06-05-2026

GIRONDE, France — Un nouveau programme d’achat de foncier destiné à accompagner la restructuration du vignoble bordelais en difficulté a ouvert une phase de dépôt des candidatures pour les propriétaires de vignes qui souhaitent vendre des terres sorties de la production, alors que les autorités du sud-ouest de la France tentent d’absorber les conséquences d’une vague d’arrachages appelée à atteindre 30.000 hectares entre 2023 et 2026.
L’initiative, baptisée La Foncière d’Avenir en Gironde, a été lancée lors de sa première réunion du comité de pilotage le 5 mai et bénéficie du soutien de l’État, de la région Nouvelle-Aquitaine, des organisations agricoles, de l’établissement public foncier EPFNA, des chambres de commerce et d’agriculture locales, de quatre banques et des collectivités locales. L’objectif est d’identifier les parcelles rendues disponibles par l’arrachage des vignes et de les réorienter vers d’autres usages agricoles, ont indiqué les autorités dans un communiqué régional.
Le programme intervient alors que la filière viticole bordelaise traverse une profonde tension économique, de nombreux exploitants arrachant des vignes sans disposer d’un plan clair pour l’avenir des terres. Les responsables régionaux ont indiqué que cette démarche doit offrir de nouvelles options aux viticulteurs tout en encourageant la diversification agricole sur des terres qui ne se prêtent plus à la production de raisin.
Le montage financier repose sur un partenariat public-privé. L’EPFNA apportera une enveloppe initiale de 10 millions d’euros pour lancer le programme.
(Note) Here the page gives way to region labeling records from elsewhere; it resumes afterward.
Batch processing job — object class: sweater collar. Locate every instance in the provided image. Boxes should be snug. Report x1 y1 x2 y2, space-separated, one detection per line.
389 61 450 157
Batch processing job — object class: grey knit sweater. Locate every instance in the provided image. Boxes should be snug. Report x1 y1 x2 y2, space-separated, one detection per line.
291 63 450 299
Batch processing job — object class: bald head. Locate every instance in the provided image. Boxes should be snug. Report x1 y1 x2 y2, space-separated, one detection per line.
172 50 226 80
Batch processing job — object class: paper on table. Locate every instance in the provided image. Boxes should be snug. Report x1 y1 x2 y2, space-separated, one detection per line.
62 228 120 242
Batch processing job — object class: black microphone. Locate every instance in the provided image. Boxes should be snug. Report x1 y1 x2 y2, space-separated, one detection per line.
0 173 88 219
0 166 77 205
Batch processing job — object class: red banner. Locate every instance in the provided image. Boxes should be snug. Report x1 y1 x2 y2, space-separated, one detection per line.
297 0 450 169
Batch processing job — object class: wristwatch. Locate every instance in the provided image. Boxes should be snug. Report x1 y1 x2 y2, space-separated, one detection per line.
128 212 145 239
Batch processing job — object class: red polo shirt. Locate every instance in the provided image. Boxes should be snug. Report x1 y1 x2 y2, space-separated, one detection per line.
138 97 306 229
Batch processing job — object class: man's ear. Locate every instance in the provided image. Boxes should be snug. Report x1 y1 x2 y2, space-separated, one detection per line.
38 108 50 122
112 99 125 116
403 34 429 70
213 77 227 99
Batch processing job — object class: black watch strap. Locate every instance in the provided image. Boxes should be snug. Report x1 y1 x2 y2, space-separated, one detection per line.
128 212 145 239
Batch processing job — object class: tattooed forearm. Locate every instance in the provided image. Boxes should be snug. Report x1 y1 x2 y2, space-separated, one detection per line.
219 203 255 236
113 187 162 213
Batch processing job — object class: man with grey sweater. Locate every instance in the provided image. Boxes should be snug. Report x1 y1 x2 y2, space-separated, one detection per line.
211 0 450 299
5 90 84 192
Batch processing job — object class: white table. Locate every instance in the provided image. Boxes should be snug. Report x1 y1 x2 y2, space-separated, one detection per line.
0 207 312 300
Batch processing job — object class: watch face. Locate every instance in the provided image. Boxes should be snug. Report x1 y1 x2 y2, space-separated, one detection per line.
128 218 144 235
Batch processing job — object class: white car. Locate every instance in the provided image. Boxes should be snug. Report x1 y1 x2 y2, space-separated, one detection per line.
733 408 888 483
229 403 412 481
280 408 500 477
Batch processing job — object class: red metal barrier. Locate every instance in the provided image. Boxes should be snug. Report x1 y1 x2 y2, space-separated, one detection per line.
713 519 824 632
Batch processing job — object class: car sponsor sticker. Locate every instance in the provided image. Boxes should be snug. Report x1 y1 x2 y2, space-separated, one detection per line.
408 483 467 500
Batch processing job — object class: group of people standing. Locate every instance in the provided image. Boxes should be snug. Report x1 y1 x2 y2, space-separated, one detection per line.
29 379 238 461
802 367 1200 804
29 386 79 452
Le fonds devrait atteindre 20 millions d’euros au total, dont 13 millions d’euros fournis par les quatre partenaires bancaires — Crédit Agricole, Banque Populaire, Crédit Mutuel et Caisse d’Épargne — et 7 millions d’euros par des institutions publiques, parmi lesquelles la région, la chambre de commerce et d’industrie de la Gironde, la chambre d’agriculture de la Gironde et l’État.
Les autorités ont indiqué que la première phase vise à acquérir entre 1.000 et 2.000 hectares grâce au financement initial de l’EPFNA. Le projet plus large reste expérimental et fait l’objet d’une attention particulière, car il associe acteurs publics et privés dans un modèle qui n’a pas encore été utilisé ailleurs en France à cette fin.
Plusieurs points restent à trancher. Les autorités n’ont pas communiqué de prix d’achat fixe pour les terres. Elles ont précisé que les acquisitions seraient fondées sur les conditions du marché et sur les valeurs de référence Safer, en référence à l’agence française du foncier rural. Elles ont également indiqué qu’il reste à savoir combien de propriétaires répondront à l’appel à manifestation d’intérêt.
La période de dépôt des candidatures a ouvert le 6 mai et court jusqu’au 7 juin. Elle est ouverte aux propriétaires exploitant eux-mêmes leurs terres comme aux propriétaires non exploitants qui souhaitent vendre des terrains nus issus de l’arrachage de vignes ou des parcelles dont l’arrachage est prévu en 2026. Les candidats doivent déposer un formulaire décrivant leur projet proposé conformément aux objectifs du programme et détaillant les parcelles mises en vente ou proposées à l’échange.
Le dépôt d’une candidature ne garantit pas qu’une parcelle sera achetée, selon les documents du programme.
Après la date limite, Safer examinera les dossiers selon la qualité des sols, le potentiel de diversification, la configuration des parcelles, les considérations environnementales, la compatibilité avec les règles d’urbanisme, l’adéquation avec les plans locaux de développement et la capacité d’un projet à contribuer au retour à la stabilité économique des exploitations. Une deuxième réunion du comité de pilotage est prévue début juillet afin d’identifier les zones prioritaires et de sélectionner les dossiers jugés les plus urgents.
Safer prendra ensuite en charge les premiers contrats au cours de l’été. Pour les parcelles retenues à l’achat, les procédures foncières rurales habituelles seront appliquées via un appel à candidatures dans le cadre du code rural et de la pêche maritime. Les autorités ont indiqué que les premières ventes sont attendues au dernier trimestre 2026, avec mise en place de garanties bancaires et paiement aux vendeurs.
Des réunions d’information destinées aux candidats potentiels sont prévues tout au long du mois de mai à Bordeaux le 22 mai ainsi que dans les sous-préfectures de la Gironde.